Os colonos açorianos vinham de Santa Catarina em barcos até a vila de Rio Grande onde, a partir de 1752, começaram a instalar-se. Entretanto, o projeto metropolitano não visava alocá-los nesta povoação obrigando-os a seguir para as Missões. A guerra contra os índios guaranis e a indefinição na execução da demarcação do Tratado de Madri impede a travessia e termina por colocar os açorianos em uma instável posição de espera. A demora fez com que muitos começassem a se estabelecer nos locais onde se encontravam, mesmo que não fossem os pretendidos pela Coroa. Para entender a distribuição geográfica dos açorianos, portanto, é preciso analisar sua frustrada tentativa de alcançar as Missões, pois os mesmos acabaram alojando-se nas povoações ao longo do caminho. Os trajetos seguidos pelos açorianos para alcançar as Missões eram basicamente dois e a partir deles podemos encontrar a localização geográfica dos casais estabelecidos no Rio Grande do Sul.

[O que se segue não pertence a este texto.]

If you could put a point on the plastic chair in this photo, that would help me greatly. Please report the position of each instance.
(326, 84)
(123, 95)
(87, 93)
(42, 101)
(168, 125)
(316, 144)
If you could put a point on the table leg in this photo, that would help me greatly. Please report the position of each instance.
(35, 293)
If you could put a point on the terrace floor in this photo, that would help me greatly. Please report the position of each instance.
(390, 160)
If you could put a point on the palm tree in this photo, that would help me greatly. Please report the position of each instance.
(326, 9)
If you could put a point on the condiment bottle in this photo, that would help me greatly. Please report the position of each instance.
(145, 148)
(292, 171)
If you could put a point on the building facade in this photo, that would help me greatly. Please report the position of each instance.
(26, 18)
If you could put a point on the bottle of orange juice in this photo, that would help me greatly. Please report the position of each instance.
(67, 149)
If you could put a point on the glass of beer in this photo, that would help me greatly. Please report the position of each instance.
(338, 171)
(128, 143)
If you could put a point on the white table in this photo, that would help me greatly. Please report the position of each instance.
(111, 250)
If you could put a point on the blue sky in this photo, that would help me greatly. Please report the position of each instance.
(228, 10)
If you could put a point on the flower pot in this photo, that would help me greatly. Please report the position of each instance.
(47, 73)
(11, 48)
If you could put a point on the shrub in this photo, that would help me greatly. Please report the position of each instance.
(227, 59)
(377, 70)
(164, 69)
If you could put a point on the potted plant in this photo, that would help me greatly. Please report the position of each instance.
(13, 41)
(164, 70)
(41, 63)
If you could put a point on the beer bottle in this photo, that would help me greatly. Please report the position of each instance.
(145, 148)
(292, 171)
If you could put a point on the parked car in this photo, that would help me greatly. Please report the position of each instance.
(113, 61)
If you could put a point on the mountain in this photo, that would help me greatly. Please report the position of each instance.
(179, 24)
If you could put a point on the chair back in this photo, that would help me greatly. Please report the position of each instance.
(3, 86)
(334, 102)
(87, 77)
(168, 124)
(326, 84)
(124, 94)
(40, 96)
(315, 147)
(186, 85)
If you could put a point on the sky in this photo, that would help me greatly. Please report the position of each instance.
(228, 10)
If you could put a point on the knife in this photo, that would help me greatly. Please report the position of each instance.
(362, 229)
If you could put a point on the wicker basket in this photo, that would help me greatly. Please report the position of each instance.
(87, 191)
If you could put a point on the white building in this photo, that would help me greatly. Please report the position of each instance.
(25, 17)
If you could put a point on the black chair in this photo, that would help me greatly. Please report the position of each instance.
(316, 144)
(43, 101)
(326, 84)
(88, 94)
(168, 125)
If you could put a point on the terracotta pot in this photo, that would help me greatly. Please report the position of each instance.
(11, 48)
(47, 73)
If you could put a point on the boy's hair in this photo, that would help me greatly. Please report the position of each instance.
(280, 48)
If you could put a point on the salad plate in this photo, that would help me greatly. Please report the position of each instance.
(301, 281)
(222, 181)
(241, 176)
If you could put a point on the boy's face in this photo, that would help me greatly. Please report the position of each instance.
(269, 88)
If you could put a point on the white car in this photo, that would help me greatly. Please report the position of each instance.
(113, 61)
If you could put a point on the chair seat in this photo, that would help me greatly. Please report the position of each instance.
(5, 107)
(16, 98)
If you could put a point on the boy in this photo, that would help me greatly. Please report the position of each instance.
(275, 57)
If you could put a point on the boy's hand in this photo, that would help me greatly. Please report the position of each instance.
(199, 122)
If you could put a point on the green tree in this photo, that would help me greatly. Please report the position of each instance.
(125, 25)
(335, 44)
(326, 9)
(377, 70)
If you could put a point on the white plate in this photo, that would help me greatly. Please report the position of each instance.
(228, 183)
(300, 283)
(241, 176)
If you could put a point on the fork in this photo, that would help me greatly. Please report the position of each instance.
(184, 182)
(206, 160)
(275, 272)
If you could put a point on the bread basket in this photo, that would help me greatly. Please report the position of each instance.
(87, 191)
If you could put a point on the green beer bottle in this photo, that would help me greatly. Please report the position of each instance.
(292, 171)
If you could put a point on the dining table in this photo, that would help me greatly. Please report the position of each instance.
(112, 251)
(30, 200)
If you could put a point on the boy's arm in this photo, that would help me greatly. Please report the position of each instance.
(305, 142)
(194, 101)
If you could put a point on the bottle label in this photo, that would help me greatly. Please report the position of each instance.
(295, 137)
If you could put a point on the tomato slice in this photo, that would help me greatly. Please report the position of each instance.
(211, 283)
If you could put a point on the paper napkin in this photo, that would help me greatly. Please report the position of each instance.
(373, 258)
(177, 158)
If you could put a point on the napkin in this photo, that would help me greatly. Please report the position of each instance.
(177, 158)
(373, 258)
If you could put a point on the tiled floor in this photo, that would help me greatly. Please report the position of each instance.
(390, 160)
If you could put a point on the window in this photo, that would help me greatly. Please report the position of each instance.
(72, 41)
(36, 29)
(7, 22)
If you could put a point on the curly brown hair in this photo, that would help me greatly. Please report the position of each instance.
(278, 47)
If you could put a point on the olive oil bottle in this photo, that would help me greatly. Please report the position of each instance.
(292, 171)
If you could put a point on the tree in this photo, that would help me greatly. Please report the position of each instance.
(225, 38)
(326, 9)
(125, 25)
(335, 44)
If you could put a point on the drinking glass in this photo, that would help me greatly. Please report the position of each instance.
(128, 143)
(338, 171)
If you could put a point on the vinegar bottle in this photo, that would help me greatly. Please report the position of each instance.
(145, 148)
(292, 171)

Quando da vinda para Rio Grande do governador do Rio de Janeiro, Gomes Freire de Andrade, a fim de estabelecer os limites do Tratado de Madri, muitos dos homens dos casais açorianos foram obrigados a segui-lo na expedição demarcadora, indo por dentro da campanha até as Missões. Como foi comentado, o ataque dos índios missioneiros impediu a entrada nesse território, fazendo com que governador, expedição e ilhéus tivessem de recuar até o forte de Rio Pardo, que acabara de ser construído. Muitos açorianos chegaram a Rio Pardo desta forma e uma quantidade ainda maior permaneceu em Rio Grande, uma vez que a operação de transporte não se efetuou totalmente. outra fração dos casais deveria ser conduzida para as Missões através de uma segunda rota. A partir de Rio Grande seguiam até a freguesia de Viamão, atravessando a Lagoa dos Patos em barcaças. Em Viamão, alojavam-se nas margens do lago Guaíba esperando o transporte fluvial rio Jacuí acima. Subindo o Jacuí, com escala no armazém militar de Santo Amaro, deveriam prosseguir até Rio Pardo. Esta rota explica o porquê de encontrarmos grupos de açorianos espalhados ao longo do lago Guaíba e rio Jacuí e muitos são os exemplos:

vieram por casal de El Rey para a ilha de Santa Catarina aonde assistiu pouco tempo porque logo se embarcara para a vila do Rio Grande aonde assistiu um ano (...) porque logo vieram embarcados para o porto dos casais deste Viamão e daí foram para Santo Amaro aonde está assistindo na companhia do dito seu pai...

A conjuntura de guerra e a precariedade dos transportes fizeram com que grandes intervalos de tempo passassem na espera de um ponto para outro e muitos dos ilhéus preferiam abrir mão da jornada por um estabelecimento imediato. Em Viamão muitos optaram por deixar a margem do Guaíba e dirigir-se para junto da capela no centro da freguesia. Deteremo-nos neste grupo com mais atenção, acompanhando sua busca por inserção em uma sociedade já existente, ainda que em construção."

Fonte: COMISSOLI, Adriano. Do Arquipélago ao Continente: estratégias de sobrevivência e ascensão social na inserção açoriana nos campos de Viamão. In: Aedos, Porto Alegre/RS, v.02, n.03, 2009, pág. 74-78.